Une demande accrue, également observée sur le terrain par Annie-Pier Laplante, conseillère en placement, de la Financière Banque Nationale, Gestion de patrimoine. «Je constate la volonté qu'ont mes clients de dénicher des solutions de rechange aux placements traditionnels. Ils désirent investir dans le respect de leurs valeurs personnelles», dit-elle. Ce qui ne signifie pas pour autant que ces investisseurs mettent une croix sur le rendement potentiel. Une étude récente parrainée par la firme OceanRock Investments soutient que l'investissement responsable peut procurer aux investisseurs non seulement de meilleurs rendements, mais aussi une volatilité réduite de portefeuille et une plus grande protection du capital contre le risque baissier des marchés. Les fonds communs basés sur des stratégies d'IR ont une performance supérieure à des fonds équivalents et traditionnels dans 63 % et 67 % des cas, lors d'un investissement en actions ou en revenu fixe.

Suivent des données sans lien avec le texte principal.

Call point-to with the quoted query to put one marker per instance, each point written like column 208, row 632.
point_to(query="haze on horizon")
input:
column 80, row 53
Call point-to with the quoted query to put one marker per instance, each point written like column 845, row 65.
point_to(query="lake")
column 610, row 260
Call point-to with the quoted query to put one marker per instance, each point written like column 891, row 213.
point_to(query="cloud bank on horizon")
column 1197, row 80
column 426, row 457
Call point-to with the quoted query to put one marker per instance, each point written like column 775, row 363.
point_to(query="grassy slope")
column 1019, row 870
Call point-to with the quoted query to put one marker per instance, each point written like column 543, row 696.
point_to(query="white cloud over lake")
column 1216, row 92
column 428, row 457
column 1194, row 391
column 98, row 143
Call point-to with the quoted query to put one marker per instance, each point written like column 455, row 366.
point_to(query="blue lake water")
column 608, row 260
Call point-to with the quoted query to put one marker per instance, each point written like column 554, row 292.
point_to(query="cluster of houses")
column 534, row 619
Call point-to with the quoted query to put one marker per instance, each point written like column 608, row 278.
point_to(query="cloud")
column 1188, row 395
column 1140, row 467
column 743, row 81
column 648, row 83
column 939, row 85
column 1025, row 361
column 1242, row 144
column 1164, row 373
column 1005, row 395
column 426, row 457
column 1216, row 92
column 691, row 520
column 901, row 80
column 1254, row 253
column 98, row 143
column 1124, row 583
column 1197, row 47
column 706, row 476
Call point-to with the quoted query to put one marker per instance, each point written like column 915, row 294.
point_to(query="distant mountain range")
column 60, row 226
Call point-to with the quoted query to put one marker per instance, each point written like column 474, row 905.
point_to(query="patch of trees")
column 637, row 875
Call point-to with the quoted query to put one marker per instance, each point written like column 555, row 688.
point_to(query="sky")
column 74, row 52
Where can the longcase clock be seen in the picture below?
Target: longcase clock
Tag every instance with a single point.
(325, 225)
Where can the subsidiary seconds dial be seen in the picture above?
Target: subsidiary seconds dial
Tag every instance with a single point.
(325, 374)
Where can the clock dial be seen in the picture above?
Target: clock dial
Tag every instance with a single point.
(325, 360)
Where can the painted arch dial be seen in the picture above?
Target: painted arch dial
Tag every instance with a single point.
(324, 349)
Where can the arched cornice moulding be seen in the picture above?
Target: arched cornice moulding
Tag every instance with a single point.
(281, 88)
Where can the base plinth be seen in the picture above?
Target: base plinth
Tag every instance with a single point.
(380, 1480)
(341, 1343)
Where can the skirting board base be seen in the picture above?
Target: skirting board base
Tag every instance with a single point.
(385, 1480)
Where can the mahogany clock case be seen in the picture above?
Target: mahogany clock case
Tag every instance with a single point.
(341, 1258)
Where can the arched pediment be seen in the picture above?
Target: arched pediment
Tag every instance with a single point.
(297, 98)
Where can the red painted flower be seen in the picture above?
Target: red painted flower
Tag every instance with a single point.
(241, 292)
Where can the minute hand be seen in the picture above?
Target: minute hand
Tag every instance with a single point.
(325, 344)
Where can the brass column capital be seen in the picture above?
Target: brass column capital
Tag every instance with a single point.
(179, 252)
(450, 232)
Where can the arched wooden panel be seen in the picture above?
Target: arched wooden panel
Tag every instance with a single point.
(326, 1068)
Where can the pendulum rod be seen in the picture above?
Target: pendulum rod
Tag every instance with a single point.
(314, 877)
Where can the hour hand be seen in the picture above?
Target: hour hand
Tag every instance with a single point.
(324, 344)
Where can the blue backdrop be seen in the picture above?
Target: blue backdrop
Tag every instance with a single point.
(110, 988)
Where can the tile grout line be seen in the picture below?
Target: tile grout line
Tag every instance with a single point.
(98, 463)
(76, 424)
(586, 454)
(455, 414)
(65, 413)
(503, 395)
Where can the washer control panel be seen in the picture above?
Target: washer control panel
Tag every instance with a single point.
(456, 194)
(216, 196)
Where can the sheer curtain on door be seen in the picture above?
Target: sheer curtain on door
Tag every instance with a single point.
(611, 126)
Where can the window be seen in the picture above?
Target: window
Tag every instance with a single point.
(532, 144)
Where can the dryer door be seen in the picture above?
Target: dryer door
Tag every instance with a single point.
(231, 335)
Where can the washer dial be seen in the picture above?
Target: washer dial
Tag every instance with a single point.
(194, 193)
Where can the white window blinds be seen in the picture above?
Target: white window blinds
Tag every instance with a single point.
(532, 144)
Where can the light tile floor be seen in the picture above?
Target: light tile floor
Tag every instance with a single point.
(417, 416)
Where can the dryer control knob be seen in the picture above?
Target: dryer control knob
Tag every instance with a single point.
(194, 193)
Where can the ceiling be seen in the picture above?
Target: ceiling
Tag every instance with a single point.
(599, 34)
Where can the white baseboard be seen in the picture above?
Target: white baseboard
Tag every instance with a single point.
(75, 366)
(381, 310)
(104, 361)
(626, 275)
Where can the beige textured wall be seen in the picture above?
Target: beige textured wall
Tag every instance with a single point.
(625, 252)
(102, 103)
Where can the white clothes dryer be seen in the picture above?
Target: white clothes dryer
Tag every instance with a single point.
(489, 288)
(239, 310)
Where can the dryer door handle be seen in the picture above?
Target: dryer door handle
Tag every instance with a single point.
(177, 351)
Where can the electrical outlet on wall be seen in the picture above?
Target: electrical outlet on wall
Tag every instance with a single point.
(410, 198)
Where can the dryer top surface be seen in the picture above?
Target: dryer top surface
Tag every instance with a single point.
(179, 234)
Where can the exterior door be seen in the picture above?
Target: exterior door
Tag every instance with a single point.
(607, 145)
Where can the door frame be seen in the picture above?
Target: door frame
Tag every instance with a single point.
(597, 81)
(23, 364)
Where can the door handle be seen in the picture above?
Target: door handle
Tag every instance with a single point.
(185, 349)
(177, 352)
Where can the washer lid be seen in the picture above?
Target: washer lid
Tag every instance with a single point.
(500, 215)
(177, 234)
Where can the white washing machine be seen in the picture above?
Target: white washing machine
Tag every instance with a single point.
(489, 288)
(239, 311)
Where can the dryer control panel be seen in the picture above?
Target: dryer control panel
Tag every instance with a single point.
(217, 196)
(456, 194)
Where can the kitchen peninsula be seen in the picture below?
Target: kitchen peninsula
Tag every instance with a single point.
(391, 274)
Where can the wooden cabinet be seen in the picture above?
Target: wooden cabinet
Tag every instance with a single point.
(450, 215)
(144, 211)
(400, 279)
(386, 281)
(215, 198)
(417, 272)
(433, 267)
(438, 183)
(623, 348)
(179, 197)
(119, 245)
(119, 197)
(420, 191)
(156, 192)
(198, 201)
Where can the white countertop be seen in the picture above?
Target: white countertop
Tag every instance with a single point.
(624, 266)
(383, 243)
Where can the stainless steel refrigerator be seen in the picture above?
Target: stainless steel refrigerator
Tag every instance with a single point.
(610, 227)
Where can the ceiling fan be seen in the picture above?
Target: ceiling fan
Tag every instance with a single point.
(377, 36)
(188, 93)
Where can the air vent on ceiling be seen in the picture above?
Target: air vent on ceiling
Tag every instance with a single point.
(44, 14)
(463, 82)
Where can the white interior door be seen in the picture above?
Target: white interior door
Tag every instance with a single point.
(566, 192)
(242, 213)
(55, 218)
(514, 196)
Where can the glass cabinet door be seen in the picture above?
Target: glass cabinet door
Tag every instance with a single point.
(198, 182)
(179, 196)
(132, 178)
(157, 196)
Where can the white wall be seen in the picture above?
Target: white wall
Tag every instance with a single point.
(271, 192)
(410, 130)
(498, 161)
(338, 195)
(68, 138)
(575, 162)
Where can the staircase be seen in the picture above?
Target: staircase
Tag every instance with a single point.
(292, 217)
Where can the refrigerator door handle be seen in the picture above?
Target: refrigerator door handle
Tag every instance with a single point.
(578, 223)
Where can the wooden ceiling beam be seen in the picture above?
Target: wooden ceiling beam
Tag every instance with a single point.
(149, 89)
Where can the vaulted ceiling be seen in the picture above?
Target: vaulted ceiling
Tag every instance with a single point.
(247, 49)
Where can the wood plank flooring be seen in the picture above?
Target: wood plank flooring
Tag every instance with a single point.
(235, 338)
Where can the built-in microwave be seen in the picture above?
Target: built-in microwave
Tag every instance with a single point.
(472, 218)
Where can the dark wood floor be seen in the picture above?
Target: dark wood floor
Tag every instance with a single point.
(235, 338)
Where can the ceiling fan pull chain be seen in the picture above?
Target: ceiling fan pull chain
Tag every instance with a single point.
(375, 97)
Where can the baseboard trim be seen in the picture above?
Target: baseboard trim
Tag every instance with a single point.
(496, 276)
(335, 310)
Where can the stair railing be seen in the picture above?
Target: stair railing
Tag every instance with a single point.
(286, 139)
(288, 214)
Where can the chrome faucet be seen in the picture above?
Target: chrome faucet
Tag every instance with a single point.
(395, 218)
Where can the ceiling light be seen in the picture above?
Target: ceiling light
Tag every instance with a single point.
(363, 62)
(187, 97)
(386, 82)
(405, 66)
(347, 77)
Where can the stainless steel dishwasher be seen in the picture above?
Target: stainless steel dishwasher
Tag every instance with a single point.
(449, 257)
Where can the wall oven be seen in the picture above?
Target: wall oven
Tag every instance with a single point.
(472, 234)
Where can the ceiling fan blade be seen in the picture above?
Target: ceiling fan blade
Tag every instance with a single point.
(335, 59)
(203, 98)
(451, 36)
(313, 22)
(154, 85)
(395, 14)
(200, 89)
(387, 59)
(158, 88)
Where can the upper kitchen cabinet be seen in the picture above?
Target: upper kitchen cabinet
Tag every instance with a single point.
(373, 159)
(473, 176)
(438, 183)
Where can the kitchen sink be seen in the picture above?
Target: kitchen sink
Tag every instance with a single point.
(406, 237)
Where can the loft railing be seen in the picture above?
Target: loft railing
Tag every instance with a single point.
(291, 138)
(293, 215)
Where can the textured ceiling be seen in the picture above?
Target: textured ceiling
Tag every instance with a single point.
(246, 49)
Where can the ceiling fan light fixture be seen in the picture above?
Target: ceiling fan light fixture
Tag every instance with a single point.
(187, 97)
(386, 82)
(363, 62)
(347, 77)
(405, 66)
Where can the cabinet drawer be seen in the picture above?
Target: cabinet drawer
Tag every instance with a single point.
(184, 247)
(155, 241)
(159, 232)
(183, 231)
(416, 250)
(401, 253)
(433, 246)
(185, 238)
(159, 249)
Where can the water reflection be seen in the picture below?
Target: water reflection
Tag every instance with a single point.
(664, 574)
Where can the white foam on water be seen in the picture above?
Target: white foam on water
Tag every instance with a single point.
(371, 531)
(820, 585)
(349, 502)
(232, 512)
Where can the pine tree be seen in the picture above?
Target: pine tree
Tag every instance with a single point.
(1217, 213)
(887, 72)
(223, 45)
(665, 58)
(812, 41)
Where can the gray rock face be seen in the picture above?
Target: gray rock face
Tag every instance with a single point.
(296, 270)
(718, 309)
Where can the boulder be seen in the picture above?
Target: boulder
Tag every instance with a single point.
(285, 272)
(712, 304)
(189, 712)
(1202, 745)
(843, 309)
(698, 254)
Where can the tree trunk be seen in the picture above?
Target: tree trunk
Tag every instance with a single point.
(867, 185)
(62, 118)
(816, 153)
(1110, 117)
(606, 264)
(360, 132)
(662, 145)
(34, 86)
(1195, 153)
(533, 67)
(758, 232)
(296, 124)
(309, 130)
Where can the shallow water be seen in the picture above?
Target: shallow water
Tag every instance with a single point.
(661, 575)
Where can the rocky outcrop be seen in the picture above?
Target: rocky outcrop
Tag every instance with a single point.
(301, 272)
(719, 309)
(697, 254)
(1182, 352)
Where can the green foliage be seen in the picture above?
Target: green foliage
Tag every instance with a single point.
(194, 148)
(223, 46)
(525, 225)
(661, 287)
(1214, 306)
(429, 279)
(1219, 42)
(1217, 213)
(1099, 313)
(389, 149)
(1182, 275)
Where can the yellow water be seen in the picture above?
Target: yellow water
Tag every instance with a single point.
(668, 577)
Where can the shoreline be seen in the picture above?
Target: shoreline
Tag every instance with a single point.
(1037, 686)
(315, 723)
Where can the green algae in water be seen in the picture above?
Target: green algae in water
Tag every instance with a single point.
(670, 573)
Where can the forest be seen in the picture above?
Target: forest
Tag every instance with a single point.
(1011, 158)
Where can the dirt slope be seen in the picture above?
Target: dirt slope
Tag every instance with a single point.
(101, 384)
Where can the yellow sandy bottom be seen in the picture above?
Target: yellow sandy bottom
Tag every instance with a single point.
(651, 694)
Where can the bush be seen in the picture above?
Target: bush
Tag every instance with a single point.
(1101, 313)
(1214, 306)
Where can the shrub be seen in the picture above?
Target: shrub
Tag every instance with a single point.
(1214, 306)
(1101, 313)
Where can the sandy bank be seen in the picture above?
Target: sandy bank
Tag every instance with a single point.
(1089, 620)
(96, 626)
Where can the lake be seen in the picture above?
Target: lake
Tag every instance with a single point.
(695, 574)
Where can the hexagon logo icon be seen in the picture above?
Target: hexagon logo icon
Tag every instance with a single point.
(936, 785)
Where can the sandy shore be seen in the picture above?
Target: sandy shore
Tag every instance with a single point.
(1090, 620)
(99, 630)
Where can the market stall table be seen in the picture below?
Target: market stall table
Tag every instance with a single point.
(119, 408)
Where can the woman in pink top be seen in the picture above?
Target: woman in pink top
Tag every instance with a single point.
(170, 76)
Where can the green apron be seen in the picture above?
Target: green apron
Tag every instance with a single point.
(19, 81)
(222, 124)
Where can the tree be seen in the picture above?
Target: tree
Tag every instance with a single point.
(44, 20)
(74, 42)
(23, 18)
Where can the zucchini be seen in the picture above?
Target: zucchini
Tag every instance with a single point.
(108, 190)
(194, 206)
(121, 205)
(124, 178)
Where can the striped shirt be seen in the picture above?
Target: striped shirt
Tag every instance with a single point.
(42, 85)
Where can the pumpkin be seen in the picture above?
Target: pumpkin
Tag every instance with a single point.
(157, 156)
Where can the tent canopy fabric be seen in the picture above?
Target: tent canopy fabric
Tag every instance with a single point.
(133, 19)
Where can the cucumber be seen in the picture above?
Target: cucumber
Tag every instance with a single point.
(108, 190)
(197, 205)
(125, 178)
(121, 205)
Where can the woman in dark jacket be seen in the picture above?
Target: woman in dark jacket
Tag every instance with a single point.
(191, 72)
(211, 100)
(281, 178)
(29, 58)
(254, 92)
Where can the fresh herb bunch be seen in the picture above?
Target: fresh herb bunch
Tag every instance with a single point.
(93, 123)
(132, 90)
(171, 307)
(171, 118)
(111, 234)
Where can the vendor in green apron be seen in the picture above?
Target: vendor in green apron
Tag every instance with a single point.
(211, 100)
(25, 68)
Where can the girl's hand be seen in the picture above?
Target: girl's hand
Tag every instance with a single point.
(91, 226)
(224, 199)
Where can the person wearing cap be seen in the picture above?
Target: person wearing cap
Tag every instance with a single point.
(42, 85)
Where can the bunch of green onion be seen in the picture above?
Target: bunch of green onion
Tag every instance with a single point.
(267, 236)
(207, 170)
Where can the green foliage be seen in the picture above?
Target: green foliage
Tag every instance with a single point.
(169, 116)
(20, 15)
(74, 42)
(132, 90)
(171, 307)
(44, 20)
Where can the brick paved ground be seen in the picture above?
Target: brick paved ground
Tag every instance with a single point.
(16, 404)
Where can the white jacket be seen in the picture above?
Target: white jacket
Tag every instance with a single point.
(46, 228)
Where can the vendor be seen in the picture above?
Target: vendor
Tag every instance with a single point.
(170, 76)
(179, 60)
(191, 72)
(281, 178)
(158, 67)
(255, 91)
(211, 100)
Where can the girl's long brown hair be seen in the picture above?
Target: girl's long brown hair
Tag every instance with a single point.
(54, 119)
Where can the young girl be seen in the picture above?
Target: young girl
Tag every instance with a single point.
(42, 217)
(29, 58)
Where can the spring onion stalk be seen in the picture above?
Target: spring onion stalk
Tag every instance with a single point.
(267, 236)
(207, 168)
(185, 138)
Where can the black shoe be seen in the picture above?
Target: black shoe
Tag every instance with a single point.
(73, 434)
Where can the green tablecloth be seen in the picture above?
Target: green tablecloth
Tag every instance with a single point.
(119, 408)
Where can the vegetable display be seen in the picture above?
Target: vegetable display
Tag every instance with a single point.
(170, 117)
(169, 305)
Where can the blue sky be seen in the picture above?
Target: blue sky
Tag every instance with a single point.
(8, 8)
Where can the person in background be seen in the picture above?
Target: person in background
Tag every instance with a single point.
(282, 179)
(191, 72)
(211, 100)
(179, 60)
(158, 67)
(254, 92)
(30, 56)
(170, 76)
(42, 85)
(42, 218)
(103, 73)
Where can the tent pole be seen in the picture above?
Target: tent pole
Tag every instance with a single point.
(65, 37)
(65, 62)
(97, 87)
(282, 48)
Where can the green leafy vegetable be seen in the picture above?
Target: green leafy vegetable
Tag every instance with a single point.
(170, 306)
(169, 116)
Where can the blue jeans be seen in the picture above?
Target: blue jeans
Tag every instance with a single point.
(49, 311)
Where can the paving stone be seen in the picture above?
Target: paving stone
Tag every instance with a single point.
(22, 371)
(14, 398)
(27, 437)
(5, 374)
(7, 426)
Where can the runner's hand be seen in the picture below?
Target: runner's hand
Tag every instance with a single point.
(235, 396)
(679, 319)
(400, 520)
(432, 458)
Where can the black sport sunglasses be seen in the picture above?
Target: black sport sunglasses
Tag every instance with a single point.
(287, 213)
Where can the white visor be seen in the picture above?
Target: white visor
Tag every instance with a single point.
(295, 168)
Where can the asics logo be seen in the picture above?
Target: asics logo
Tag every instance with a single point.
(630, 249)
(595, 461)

«L'ajout d'un fonds "responsable" en portefeuille n'entraîne aucun effet négatif sur le rendement potentiel, pourvu que la tolérance au risque de l'investisseur soit respectée, et la répartition d'actifs, adéquate», résume Mme Laplante.
Il n'empêche que l'Observatoire de la consommation responsable (OCR) soulignait en 2014 que le manque d'information, ou la complexité de celle qui est disponible, contribue à éloigner les investisseurs individuels de l'investissement responsable. En fait, les investisseurs particuliers ne comptent que pour 6 % des actifs totaux de cette catégorie, par rapport à 94 % pour les investisseurs institutionnels. Un Québécois sur deux ignore même les principes sous-jacents à cette forme d'investissement.
IR : stratégies sous le capot
Au-delà d'un concept, qu'est-ce au juste que l'investissement responsable (IR) ?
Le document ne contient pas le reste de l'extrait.